How can you trust a God that would devise a plan to incinerate the majority of humankind? And think that somehow that sounds like a good idea. We should trust someone with such ambitions. Right?
Were you a big fan of Adolf Hitler?
The problem was that we just didn't trust him, right?
I like this idea for a few reasons. Just as an example, consider socialism. Whenever socialism fails there’s a common fall back that the failing nation wasn’t practising
“real socialism.” So the theory is saved, if that wasn’t
real socialism then there’s still an opportunity to do it right and get the results that socialists predict will happen.
Obviously that’s bunk and it’s easy to see why it’s bunk, national socialism, class based socialism, fascism, you name the sort and it’s all a massive failure.
So bad were the failures that no state is given the modern socialists blessing, rather they work hard to rewrite the history so as to distance themselves from their political forefathers.
But anyway, the save is that there’s still real socialism out there, and so long as we hold onto the real we can get there, it’s still a viable option.

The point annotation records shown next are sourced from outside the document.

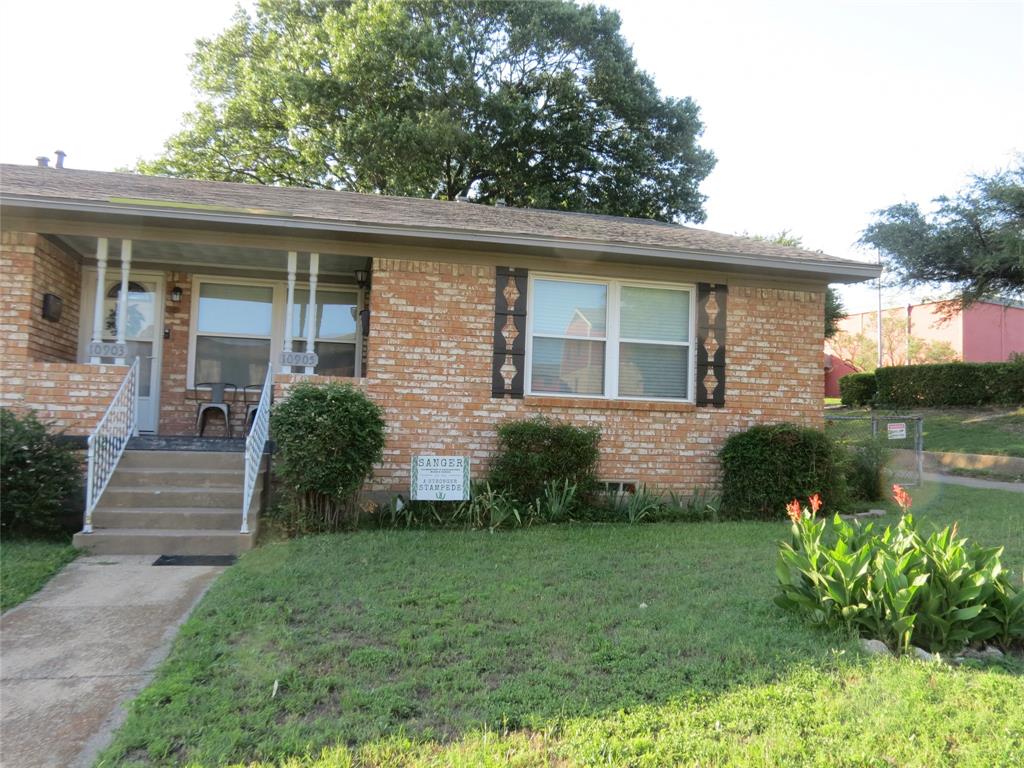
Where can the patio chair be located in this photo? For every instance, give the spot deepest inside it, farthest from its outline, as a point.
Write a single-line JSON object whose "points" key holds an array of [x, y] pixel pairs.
{"points": [[216, 403], [250, 396]]}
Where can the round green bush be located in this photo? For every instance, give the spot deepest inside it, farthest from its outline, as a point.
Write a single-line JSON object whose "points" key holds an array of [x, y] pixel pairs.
{"points": [[328, 438], [771, 464], [857, 389], [39, 474], [534, 453]]}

So goes the concept of hell too. How does anyone make hell just, because when it’s described in all of its gruesome glory the idea seems to be
irredeemably evil. Is there any way that God can do hell right that doesn’t compromise his character.
The most common “save” is that God is a good God, he’s super nice, and because he’s super nice and super loving, we trust that he’s going to do the right thing with this eternal conscious torment plan.
That’s not really a save, it’s just the traditionalist digging their heels in and saying it’s a mystery. We don’t know how an all loving being could arrange and execute a plan that sees his own creation tormented forever, not while remaining all loving.
The idea gets dropped and covered over in “faith,” but faith of that kind, faith without reason, that’s what atheists have been mocking Christians for for decades now.
Blind faith.
Real biblical faith is more like the word trust, and trust is grounded in reason, experience, history, logic, the sciences. Trust isn’t built on thin air.
I think it’s not that there’s a
mystery to how an all loving God could have his own creation tormented forever, it’s not like a paradox that we can figure out, rather, it’s just a flat out contradiction.
A loving person doesn’t plan to have
the people that he loves tormented forever, if he does plan things like that, he’s clearly not loving.
Just like “real socialism” the “right eternal conscious torment” isn’t out there, and that’s what many people are arguing for when they argue for their understanding of hell.
Universalists have a hell cope too, the notion that hell is restorative, like the fires that refine, not destroying or tormenting.
I can see a loving God refining, building and creating man right, but I can’t see him having man tormented forever.
So I suppose for that reason too, I’d much prefer it if universalism were true, because the universalists view on hell seems to be compatible with a truly loving God.